Apple has a way to turn all your Photos into spatial environments – in real time

Apple has invented a tech which means you can swipe through your entire photo collection and see every image you look at rendered in 3D in real-time – and claims to set a new benchmark for the task.
Apple’s researchers amaze again
SHARP (Single-image High-Accuracy Real-time Parallax) is a new open-source model which can turn 2D photos into 3D Gaussian images. What that means is that the model can look at a still image, figure out the depth of field, and then create a 3D scene based on that image.
“Our approach generates a high-resolution 3D representation that provides such experiences from single-image input in less than a second on a single GPU, supporting conversion of pre-existing photographs to photorealistic 3D during interactive browsing of a photo collection,” the research team said.
That means that you won’t be able to take an image and turn it into a fully explorable environment yet.
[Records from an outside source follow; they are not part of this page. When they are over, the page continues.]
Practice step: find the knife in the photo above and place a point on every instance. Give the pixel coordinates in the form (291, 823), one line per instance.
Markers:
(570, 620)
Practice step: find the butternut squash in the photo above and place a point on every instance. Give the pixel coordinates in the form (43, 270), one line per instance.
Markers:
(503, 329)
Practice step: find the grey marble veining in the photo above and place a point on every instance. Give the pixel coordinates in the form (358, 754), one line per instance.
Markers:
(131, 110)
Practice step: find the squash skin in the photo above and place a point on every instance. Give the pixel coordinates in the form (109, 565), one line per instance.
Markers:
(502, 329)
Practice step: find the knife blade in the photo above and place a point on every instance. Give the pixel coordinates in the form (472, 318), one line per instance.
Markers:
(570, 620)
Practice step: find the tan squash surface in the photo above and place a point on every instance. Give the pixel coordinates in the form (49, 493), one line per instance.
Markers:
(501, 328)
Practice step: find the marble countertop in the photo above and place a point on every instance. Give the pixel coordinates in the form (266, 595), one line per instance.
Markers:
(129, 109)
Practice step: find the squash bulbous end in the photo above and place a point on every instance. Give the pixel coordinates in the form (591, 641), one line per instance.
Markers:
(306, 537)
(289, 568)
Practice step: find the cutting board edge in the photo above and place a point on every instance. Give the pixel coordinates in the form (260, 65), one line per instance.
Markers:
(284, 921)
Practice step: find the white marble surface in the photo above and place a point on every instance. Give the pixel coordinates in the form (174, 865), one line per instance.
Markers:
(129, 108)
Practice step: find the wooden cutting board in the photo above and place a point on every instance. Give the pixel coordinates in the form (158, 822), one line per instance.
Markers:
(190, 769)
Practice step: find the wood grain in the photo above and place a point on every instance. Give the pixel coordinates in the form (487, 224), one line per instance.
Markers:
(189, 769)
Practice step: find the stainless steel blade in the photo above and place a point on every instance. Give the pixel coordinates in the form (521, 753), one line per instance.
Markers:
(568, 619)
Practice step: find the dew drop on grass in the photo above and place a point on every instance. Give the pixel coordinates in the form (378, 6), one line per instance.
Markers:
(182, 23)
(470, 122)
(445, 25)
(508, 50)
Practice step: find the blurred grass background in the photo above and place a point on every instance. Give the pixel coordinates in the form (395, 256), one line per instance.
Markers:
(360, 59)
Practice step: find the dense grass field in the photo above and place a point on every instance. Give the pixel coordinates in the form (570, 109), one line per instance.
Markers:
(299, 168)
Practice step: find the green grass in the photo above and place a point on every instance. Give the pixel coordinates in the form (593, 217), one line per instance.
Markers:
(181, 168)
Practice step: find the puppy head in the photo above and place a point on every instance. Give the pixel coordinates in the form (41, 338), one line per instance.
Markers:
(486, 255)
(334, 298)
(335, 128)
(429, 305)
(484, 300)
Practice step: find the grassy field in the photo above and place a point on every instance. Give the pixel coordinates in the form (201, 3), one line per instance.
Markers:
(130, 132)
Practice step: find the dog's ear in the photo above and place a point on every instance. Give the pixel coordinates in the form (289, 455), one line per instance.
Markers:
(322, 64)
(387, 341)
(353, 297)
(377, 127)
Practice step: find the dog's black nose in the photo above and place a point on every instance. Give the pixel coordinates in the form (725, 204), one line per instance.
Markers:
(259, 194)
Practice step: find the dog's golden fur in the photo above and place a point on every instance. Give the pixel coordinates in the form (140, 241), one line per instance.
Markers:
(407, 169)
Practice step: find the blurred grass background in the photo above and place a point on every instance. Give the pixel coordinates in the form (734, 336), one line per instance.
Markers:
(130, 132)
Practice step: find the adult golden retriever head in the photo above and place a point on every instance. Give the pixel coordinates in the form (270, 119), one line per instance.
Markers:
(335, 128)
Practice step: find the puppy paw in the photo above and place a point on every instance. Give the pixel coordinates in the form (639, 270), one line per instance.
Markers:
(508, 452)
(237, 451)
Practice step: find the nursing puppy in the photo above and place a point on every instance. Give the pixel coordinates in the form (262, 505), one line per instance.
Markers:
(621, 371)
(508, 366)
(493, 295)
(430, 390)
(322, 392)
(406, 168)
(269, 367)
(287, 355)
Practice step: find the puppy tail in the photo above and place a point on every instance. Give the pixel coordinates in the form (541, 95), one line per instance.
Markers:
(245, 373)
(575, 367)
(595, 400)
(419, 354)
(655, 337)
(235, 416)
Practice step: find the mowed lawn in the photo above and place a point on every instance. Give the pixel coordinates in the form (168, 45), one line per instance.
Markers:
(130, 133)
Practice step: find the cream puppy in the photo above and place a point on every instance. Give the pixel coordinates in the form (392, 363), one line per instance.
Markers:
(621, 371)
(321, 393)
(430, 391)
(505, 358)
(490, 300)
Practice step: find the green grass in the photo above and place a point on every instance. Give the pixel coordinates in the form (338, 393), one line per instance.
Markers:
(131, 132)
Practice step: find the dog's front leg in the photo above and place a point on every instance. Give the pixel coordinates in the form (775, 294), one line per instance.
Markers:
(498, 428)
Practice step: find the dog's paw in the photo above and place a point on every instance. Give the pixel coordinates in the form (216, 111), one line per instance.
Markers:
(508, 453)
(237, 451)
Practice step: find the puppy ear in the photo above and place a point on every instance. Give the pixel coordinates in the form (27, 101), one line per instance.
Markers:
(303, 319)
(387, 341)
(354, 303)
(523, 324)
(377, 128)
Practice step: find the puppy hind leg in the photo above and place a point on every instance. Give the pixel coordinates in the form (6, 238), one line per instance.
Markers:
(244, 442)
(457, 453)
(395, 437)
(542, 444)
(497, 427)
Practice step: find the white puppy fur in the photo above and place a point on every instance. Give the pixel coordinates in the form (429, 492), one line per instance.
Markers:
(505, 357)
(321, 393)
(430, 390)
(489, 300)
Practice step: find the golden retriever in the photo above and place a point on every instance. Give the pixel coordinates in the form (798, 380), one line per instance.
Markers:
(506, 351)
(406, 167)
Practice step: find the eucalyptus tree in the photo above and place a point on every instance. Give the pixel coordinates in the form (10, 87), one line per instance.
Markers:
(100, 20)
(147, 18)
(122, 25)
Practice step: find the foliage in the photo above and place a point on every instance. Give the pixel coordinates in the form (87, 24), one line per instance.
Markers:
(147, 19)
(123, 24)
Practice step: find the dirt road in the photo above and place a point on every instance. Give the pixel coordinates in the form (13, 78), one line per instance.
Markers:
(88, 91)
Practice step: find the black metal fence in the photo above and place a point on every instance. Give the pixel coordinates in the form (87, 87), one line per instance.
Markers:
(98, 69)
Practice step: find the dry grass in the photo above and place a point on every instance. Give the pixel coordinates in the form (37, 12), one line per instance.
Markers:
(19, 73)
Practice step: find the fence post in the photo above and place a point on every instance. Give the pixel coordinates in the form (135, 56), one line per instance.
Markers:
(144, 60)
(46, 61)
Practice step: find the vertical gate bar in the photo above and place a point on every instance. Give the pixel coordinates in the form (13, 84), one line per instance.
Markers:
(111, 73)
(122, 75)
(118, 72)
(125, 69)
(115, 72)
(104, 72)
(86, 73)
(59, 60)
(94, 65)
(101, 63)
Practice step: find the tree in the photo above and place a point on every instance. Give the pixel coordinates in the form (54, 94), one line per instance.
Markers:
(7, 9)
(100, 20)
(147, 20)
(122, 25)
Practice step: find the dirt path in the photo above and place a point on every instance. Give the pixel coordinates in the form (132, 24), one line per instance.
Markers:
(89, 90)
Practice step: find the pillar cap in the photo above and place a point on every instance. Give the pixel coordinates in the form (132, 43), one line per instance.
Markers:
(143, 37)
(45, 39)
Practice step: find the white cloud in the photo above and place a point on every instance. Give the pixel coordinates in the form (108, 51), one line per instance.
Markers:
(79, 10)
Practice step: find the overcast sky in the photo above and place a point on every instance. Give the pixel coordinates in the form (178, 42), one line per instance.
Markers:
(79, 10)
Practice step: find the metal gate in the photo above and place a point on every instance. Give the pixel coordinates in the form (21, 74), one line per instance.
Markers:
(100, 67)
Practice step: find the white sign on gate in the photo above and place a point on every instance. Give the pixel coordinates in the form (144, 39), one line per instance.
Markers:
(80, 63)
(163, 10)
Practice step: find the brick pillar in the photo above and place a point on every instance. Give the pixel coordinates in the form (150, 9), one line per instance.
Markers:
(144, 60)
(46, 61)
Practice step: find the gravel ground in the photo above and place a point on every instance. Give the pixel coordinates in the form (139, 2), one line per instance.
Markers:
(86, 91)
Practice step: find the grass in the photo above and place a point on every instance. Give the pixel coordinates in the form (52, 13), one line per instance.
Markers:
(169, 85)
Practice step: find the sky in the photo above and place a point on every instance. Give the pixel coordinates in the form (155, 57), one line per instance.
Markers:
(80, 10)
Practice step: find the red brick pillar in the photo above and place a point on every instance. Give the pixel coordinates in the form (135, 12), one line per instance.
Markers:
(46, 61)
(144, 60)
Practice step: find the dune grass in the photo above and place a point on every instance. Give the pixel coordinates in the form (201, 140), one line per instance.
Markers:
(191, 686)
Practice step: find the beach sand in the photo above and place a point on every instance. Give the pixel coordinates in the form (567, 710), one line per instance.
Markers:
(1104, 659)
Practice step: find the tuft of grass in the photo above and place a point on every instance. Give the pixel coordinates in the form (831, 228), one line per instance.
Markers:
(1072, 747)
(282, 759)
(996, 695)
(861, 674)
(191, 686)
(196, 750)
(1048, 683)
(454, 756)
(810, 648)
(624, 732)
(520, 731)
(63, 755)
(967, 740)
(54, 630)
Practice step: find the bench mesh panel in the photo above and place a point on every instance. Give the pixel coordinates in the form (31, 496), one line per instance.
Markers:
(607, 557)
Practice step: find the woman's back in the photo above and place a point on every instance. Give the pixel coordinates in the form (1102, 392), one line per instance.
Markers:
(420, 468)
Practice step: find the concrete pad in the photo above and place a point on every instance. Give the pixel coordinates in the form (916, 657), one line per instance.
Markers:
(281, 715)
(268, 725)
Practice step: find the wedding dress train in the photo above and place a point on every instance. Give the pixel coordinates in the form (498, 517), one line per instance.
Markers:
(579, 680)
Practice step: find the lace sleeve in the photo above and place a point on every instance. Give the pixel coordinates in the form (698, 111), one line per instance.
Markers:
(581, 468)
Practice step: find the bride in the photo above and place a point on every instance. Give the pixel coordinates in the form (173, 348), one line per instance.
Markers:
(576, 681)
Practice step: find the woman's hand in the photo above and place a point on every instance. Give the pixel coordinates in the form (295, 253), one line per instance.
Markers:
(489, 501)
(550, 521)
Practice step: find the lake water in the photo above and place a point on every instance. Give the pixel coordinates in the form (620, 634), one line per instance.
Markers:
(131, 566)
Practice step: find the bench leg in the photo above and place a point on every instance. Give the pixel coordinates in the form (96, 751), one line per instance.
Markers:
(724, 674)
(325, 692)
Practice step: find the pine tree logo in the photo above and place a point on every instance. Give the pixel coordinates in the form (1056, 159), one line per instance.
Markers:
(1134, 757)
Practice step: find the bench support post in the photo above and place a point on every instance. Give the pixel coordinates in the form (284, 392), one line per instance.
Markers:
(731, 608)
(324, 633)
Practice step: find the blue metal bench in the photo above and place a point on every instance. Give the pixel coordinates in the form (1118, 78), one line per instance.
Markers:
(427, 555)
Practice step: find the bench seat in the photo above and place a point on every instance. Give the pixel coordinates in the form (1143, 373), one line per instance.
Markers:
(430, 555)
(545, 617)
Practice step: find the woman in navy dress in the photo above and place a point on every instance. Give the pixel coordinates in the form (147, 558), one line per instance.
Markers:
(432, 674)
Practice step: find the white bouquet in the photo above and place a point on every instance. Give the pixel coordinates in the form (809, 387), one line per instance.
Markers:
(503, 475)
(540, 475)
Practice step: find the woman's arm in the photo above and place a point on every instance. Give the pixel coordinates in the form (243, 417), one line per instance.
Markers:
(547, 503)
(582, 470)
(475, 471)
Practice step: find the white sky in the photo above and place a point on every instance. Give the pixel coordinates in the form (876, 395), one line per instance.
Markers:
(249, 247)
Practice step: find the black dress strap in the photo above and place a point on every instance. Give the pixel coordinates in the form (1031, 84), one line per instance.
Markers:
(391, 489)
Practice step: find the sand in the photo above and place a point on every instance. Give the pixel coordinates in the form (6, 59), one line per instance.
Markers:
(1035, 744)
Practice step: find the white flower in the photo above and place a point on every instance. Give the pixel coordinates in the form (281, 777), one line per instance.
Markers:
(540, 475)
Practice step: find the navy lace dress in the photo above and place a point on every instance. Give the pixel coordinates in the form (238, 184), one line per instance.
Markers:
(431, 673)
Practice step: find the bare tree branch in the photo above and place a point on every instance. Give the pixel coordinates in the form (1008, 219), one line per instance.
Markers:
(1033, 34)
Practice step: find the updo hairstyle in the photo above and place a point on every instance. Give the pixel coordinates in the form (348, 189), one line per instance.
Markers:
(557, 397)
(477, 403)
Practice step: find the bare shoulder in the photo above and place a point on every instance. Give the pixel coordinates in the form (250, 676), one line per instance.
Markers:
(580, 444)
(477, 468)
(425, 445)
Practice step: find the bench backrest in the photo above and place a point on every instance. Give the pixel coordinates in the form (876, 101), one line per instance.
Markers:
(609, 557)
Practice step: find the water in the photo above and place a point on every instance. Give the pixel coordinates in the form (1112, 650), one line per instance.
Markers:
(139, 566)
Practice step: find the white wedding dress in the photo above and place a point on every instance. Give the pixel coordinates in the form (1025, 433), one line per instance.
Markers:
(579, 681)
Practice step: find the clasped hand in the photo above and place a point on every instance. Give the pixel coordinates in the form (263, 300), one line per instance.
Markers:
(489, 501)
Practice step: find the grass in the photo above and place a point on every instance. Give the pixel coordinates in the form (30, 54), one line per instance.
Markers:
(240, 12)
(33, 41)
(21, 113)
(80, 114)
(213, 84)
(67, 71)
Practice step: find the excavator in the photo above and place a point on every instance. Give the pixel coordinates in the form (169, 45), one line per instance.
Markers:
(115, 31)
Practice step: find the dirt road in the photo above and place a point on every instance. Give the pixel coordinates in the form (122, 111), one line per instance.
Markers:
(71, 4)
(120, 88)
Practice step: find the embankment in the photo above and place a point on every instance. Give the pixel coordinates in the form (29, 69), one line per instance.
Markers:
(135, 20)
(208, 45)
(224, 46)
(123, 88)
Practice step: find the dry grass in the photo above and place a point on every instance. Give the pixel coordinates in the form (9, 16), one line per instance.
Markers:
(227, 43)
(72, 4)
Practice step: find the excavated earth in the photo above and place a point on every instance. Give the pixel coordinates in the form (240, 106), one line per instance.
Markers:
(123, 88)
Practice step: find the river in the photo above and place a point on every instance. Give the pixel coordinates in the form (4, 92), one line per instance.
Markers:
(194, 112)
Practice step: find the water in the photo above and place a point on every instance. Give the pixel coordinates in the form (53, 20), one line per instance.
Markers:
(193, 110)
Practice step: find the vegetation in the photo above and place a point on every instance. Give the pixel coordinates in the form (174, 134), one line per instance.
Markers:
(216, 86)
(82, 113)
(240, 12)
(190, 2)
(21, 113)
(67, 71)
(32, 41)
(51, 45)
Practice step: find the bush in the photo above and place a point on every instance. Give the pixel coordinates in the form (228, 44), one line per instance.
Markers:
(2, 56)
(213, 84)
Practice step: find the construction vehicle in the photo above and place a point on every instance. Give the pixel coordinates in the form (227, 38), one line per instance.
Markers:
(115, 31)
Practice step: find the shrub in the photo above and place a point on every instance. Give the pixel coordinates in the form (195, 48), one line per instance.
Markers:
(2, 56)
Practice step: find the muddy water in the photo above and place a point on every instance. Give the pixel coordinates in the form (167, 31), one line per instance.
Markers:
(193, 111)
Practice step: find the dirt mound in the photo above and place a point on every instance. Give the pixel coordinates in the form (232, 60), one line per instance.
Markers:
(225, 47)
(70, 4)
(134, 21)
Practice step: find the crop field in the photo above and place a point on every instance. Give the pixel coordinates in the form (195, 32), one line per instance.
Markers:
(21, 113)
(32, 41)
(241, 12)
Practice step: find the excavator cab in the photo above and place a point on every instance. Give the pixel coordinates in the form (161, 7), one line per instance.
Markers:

Apple’s SHARP won’t yet generate renders that go beyond the border of the original image, but it’s not too hard to imagine weaving multiple images of the same location to create such environments.
What does SHARP do?
What it does accomplish seems interesting enough. Appel’s researchers claim:
- SHARP can create photorealistic views from a single image.
- Images can be rendered in real time, even on standard processors.
- Representations are metric, “with absolute scale”.
They also point out to significant performance improvements in contrast to similar experiments, saying SHARP, “sets a new state of the art on multiple datasets, reducing LPIPS by 25-34% and DISTS by 21-43% versus the best prior model, while lowering the synthesis time by three orders of magnitude.”
It is important to think about what’s also going on here.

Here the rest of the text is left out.